The grandmother transmitted the spirit to her.
It's like a virus, right?
Yeah, a meme. It's a monstrous meme.
It's a meme, right? But at this point, what's interesting is that we've shown that people who have this episode, they will have more anxiety and more PTSD-like symptoms from this, right? So at this point, she might have these... small tease of trauma of the monster coming and attacking you and then creating an overall trauma. So it becomes almost a traumatic experience.
Well, you can imagine how that would increase the probability that it would spread too. Because... She might tell a friend, for example.
That's what I'm saying, right? So she goes around and tells her friends about it. And it turns out then that if you live in a culture like Egypt, it's twice as common versus Denmark. So we said that for an individual person, you will have it three times more than the person who has sleep paralysis. But beyond this... It's generally twice as common in cultures like Egypt and Italy and so forth.
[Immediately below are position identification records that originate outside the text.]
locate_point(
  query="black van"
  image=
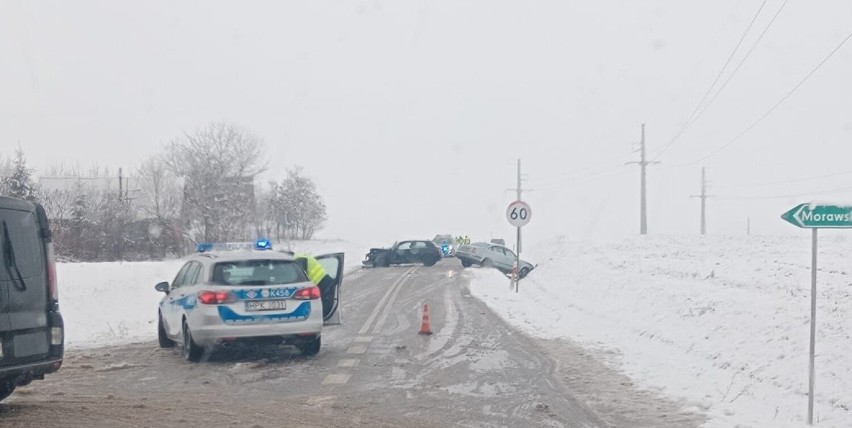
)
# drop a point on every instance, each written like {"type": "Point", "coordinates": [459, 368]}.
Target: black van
{"type": "Point", "coordinates": [31, 327]}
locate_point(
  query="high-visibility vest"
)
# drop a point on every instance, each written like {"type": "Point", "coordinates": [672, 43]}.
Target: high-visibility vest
{"type": "Point", "coordinates": [315, 270]}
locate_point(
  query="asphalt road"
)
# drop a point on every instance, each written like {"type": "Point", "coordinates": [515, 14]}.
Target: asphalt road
{"type": "Point", "coordinates": [374, 370]}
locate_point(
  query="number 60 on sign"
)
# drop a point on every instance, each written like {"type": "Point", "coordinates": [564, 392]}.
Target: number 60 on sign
{"type": "Point", "coordinates": [518, 213]}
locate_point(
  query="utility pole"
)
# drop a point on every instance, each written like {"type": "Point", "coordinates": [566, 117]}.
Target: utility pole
{"type": "Point", "coordinates": [643, 206]}
{"type": "Point", "coordinates": [519, 190]}
{"type": "Point", "coordinates": [703, 197]}
{"type": "Point", "coordinates": [518, 194]}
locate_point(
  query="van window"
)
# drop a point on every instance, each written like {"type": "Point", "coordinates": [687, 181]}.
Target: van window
{"type": "Point", "coordinates": [22, 227]}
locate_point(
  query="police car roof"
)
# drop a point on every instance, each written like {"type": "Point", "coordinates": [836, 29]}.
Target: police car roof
{"type": "Point", "coordinates": [241, 255]}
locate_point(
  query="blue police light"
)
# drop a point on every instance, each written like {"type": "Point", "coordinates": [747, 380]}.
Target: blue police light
{"type": "Point", "coordinates": [263, 244]}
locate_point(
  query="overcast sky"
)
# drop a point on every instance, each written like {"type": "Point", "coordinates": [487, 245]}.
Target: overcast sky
{"type": "Point", "coordinates": [411, 115]}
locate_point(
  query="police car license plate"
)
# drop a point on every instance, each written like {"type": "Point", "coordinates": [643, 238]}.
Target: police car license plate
{"type": "Point", "coordinates": [266, 305]}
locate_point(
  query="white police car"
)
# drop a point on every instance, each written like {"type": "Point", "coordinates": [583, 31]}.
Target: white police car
{"type": "Point", "coordinates": [233, 293]}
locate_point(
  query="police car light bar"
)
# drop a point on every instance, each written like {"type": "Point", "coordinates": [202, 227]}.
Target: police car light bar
{"type": "Point", "coordinates": [260, 244]}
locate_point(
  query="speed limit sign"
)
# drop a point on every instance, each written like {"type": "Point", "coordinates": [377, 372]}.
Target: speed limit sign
{"type": "Point", "coordinates": [518, 213]}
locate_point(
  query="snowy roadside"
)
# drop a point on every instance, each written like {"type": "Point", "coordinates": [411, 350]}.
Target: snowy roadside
{"type": "Point", "coordinates": [106, 304]}
{"type": "Point", "coordinates": [720, 322]}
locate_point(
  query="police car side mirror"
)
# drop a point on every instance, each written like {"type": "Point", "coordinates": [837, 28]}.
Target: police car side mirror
{"type": "Point", "coordinates": [303, 263]}
{"type": "Point", "coordinates": [162, 287]}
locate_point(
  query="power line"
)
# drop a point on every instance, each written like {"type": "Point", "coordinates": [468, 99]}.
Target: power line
{"type": "Point", "coordinates": [556, 179]}
{"type": "Point", "coordinates": [797, 195]}
{"type": "Point", "coordinates": [742, 61]}
{"type": "Point", "coordinates": [692, 117]}
{"type": "Point", "coordinates": [583, 180]}
{"type": "Point", "coordinates": [774, 107]}
{"type": "Point", "coordinates": [793, 180]}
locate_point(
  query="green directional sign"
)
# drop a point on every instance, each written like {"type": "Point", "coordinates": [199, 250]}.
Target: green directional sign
{"type": "Point", "coordinates": [814, 216]}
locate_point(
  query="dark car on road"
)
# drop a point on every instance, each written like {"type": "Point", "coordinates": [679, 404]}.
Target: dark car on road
{"type": "Point", "coordinates": [31, 327]}
{"type": "Point", "coordinates": [404, 252]}
{"type": "Point", "coordinates": [492, 255]}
So there's this element to it that's very, very interesting. And I want to take you to an experiment that your colleague Rich did, Rich McNally, that sort of encapsulates all this. So he showed that people who think that sleep paralysis is a space alien abduction, So these guys will say, well, I was sleeping in my bed and this gray came down in a spaceship. It attacked me. It choked me.
It took out my semen. It was a lot of sexuality going on. And obviously we know from REM sleep, the hypothalamus and these parts of the brain are hyperactive. The sexual parts of the brain are hyperactive. So you have sexual arousal doing sleep paralysis. Right, right, right. So you have the monster coming down, taking their semen and all that.
Then they will have- Like a succubus from the Middle Ages. Like a succubus, right?